Big media companies had cause to celebrate last Wednesday when former Vermont Gov. Howard Dean ended his quest for the White House after the former frontrunner failed to win a single primary or caucus in 17 tries.
Of all the Democratic candidates who had a shot at the nomination, Dean was the most outspoken about his antipathy for what he called the “establishment” media, which he considered too big and more or less protective of the status quo in Washington, D.C., that he wanted to shake up.
Dean formally bowed out of the race Feb. 18, though he said he intends to use his grassroots network to continue to push for reform in Washington.
His departure effectively narrowed the field to frontrunner Sen. John Kerry (D-Mass.) and Sen. John Edwards (D-N.C.).
“I am no longer actively pursuing the presidency,” Dean told supporters at a Burlington, Vt., rally.
At various points in his campaign, Dean spoke out against new Federal Communications Commission media ownership rules that permit greater common ownership of major media outlets in local markets.
As part of his anti-Washington insider message, Dean complained that large media conglomerates had too much power and need to be broken up.
His reform message — fueled by more than $40 million in funding raised over the Internet in small contributions — pushed Dean to the front of the pack before several verbal gaffes contributed to losses in key contests in Iowa and New Hampshire.
Dean's demise will help media companies that feared conflict with him in the White House. Dean, for instance, favored free TV time for political candidates — something local TV stations have bitterly opposed — and opposed allowing one company to own a newspaper and a broadcast property in the same local market. The newspaper and broadcast industries are currently defending the FCC's broad repeal of the newspaper-broadcast cross-ownership ban in federal appeals court in Philadelphia.

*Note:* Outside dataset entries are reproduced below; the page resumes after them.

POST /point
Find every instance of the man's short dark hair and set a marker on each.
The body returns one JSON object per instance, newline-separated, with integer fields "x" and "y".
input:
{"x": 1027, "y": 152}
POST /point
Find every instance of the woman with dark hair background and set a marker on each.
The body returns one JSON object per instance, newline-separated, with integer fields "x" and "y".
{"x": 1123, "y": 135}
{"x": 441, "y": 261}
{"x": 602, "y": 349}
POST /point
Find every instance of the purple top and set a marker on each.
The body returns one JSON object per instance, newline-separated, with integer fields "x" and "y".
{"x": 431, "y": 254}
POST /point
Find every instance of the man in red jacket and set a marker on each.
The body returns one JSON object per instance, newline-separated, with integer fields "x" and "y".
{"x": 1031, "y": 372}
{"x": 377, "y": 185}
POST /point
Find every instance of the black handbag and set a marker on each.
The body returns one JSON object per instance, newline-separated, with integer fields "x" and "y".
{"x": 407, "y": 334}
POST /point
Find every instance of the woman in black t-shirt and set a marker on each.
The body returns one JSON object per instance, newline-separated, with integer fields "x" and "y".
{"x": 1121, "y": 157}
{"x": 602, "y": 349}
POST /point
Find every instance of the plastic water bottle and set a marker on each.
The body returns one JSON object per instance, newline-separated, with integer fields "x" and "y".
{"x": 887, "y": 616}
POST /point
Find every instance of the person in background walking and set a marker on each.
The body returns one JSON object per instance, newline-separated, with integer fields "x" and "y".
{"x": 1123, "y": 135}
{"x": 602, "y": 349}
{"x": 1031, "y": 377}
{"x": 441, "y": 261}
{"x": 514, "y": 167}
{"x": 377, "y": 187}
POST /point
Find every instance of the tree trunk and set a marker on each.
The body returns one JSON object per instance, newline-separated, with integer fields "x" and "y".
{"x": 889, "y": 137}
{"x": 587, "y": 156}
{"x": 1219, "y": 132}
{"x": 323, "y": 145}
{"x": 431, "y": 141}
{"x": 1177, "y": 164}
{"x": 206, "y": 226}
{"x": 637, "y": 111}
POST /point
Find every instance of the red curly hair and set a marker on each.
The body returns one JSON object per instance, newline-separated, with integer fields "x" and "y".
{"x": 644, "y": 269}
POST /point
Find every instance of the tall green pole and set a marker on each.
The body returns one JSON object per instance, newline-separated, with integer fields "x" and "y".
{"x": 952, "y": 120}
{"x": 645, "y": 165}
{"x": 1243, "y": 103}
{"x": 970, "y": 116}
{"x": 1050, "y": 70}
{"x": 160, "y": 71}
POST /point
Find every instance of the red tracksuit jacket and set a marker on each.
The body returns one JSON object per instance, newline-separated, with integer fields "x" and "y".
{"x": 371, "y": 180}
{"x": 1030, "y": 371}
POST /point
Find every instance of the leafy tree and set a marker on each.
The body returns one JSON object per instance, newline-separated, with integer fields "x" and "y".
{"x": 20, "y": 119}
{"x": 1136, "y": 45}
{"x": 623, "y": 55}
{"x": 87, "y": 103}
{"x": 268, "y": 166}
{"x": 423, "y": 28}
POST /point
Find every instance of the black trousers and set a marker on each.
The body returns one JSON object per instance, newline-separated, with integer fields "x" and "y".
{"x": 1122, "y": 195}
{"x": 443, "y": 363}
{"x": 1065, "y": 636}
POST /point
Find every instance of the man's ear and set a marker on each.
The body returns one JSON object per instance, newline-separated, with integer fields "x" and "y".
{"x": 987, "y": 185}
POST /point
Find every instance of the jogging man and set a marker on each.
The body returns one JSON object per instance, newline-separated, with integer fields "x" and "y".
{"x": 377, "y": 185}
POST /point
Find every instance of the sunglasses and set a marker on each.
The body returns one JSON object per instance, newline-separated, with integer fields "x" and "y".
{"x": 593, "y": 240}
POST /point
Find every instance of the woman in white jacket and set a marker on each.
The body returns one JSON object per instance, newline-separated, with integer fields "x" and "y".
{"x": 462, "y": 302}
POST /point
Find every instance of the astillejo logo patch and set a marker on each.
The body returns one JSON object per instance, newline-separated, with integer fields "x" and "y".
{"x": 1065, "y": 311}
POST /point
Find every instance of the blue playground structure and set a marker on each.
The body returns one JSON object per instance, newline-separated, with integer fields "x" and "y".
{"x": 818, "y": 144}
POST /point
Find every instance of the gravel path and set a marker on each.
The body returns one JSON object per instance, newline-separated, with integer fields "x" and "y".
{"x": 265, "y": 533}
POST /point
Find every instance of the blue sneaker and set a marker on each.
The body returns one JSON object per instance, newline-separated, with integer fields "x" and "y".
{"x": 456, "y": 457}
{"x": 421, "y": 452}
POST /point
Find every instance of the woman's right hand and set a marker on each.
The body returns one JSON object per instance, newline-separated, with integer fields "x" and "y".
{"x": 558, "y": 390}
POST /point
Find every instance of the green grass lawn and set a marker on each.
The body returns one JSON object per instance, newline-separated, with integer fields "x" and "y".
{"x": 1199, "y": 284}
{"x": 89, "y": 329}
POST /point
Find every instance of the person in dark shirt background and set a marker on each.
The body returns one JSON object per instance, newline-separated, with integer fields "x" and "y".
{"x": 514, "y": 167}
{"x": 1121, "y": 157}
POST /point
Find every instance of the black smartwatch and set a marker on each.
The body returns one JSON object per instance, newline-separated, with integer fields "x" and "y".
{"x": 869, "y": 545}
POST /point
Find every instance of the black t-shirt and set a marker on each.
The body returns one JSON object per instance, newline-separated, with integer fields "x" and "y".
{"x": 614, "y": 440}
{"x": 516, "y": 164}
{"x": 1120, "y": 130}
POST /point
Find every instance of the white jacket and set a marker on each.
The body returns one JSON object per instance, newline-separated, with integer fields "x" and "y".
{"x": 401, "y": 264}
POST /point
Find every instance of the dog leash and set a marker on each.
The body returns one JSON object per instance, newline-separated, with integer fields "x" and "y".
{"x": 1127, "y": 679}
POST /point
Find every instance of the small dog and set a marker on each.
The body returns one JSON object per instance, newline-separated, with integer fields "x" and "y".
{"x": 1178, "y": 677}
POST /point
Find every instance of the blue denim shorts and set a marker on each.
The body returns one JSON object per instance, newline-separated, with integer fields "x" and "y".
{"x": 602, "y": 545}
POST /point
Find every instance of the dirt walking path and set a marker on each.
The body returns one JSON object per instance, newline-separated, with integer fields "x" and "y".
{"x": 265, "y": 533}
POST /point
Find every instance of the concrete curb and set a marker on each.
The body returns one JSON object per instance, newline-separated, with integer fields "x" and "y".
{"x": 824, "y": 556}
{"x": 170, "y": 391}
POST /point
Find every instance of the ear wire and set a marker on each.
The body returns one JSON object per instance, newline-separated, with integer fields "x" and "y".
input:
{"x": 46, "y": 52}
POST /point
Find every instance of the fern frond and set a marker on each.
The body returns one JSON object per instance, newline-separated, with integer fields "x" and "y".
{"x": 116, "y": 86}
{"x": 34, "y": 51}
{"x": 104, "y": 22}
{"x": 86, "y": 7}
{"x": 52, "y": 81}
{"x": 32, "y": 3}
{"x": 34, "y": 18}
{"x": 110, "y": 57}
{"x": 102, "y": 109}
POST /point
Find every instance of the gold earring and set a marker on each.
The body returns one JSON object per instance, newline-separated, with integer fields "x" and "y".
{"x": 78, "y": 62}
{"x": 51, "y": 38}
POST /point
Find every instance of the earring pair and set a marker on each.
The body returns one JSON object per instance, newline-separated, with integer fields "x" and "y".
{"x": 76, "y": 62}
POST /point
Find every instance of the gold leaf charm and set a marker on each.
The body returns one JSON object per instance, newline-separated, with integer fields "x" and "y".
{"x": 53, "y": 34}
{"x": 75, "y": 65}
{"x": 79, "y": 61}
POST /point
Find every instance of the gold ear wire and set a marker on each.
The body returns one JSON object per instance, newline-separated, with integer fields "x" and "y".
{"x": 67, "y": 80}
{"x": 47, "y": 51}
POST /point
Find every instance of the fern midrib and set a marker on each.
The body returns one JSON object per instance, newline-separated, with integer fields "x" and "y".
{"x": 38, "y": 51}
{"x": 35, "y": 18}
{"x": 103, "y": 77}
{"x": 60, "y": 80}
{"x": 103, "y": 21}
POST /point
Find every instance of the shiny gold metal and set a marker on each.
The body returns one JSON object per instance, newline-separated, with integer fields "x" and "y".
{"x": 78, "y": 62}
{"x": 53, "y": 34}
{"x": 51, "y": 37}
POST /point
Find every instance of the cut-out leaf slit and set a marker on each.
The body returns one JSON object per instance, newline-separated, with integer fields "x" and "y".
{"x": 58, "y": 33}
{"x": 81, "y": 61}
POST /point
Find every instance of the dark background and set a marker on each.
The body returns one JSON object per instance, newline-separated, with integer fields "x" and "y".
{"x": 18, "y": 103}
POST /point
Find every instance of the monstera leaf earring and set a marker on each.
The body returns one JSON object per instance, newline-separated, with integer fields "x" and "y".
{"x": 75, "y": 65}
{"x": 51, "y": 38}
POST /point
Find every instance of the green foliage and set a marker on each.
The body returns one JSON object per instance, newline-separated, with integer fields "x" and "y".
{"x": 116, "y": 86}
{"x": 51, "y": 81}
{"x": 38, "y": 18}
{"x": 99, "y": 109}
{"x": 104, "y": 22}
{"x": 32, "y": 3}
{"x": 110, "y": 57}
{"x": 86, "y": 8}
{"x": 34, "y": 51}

Last May, Dean wrote FCC chairman Michael Powell urging him to postpone the June 2 vote on relaxing media ownership rules. He later supported legislation designed to rollback the FCC's deregulatory moves.
The legislation passed the Senate (in a vote both Kerry and Edwards missed), but has stalled in the House.
About six weeks before the Iowa caucuses, Dean appeared on MSNBC's Hardball With Chris Matthews and called for the breakup of “giant media enterprises,” complaining that 11 media firms controlled 90% of what people read and watch on TV in the U.S.
While Dean has been outspoken on media issues, Kerry and Edwards have not been.
But one activist predicted that Kerry — who likely wraps up the nomination with big wins March 2 when 12 states hold a primary or caucus — would incorporate Dean's media message into his assault on the Bush administration.
“Kerry recognizes now that [media ownership] is an issue that Democrats haven't raised, and he's going to proceed with a more supportive agenda,” said Jeff Chester, executive director of the Center for Digital Democracy.
Dean argued that media consolidation denied the public access to diverse news and opinion.